Le cauchemar du Dr D. prend fin. Le 22 janvier dernier, cette généraliste installée à Nancy a été disculpée par la cour d’appel dans une affaire qui l’opposait à l’une de ses patientes, après plus de deux ans de démêlés judiciaires et une garde à vue de près de 10 heures.

Très médiatisée par la presse locale, l’affaire remonte au mois d’octobre 2013. Le Dr D. reçoit une patiente, Mme X., qui souhaite récupérer son dossier médical après une première visite, la veille. Le médecin refuse : la demande doit suivre une procédure stricte.

Le ton monte, la patiente ne veut pas quitter le cabinet. Le Dr D. se sent agressée, elle sort une arme de défense (tirant des projectiles en caoutchouc) et la pose sur son bureau.

Mme X. finit par quitter les lieux, « comme une furie » dira une patiente présente dans la salle d’attente. Dans la foulée, une détonation se fait entendre. Le Dr D. vient de tirer dans le plafond, n’ayant pas trouvé d’autre moyen, dans l’affolement, pour libérer le chien de son arme. C’est ce qu’elle expliquera plus tard aux enquêteurs.
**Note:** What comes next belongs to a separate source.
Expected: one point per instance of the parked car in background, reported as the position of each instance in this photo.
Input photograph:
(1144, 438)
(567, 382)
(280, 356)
Le tribunal de grande instance de Nancy a donné raison au praticien dans un jugement rendu en juin 2014. La justice a reconnu qu’il s’agissait d’un cas de légitime défense et que le fait de montrer une arme dans le contexte décrit constituait « une réponse proportionnée ». La cour d’appel a confirmé ce jugement il y a quelques jours.
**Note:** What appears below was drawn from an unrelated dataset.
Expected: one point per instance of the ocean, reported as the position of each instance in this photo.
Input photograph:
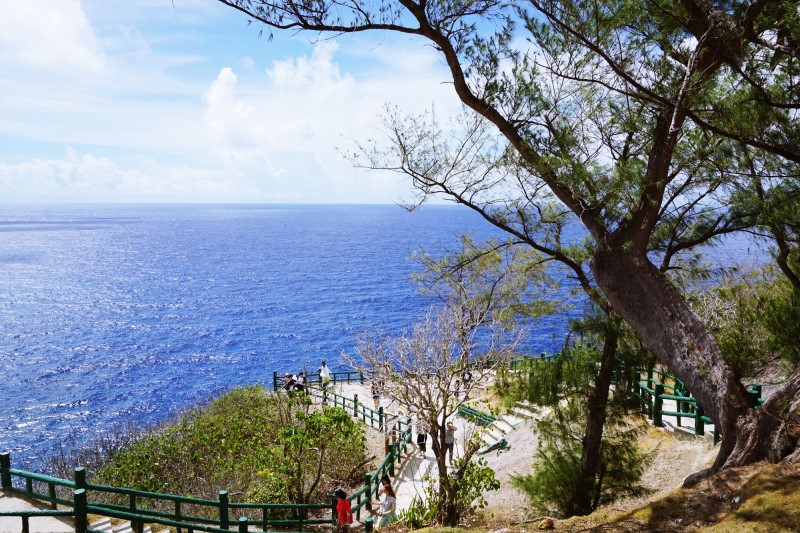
(128, 314)
(117, 314)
« J’ai connu la honte de la garde à vue »

« Je suis soulagée, confie avec émotion le Dr D. au “Quotidien”. L’arrêt de la cour d’appel me réhabilite. Je sors d’une période de cataclysme personnel et financier. » Le médecin a été très éprouvé par cet épisode. « J’ai été montrée du doigt par toute la ville, présentée comme celle qui tire sur ses patients, raconte la généraliste. J’ai connu la honte de la garde à vue, mon compagnon a aussi subi cette situation. J’ai dû m’arrêter des semaines pour gérer toute cette affaire, je suis tombée malade par anxiété… »

À l’époque des faits, elle exerçait dans un quartier réputé difficile de Nancy, gangréné par le trafic de drogue. « C’est un climat de violence permanent qui est intenable. J’y ai subi des agressions quotidiennes. C’est la loi du “Tu fais ce que je te dis ou je te cogne”. »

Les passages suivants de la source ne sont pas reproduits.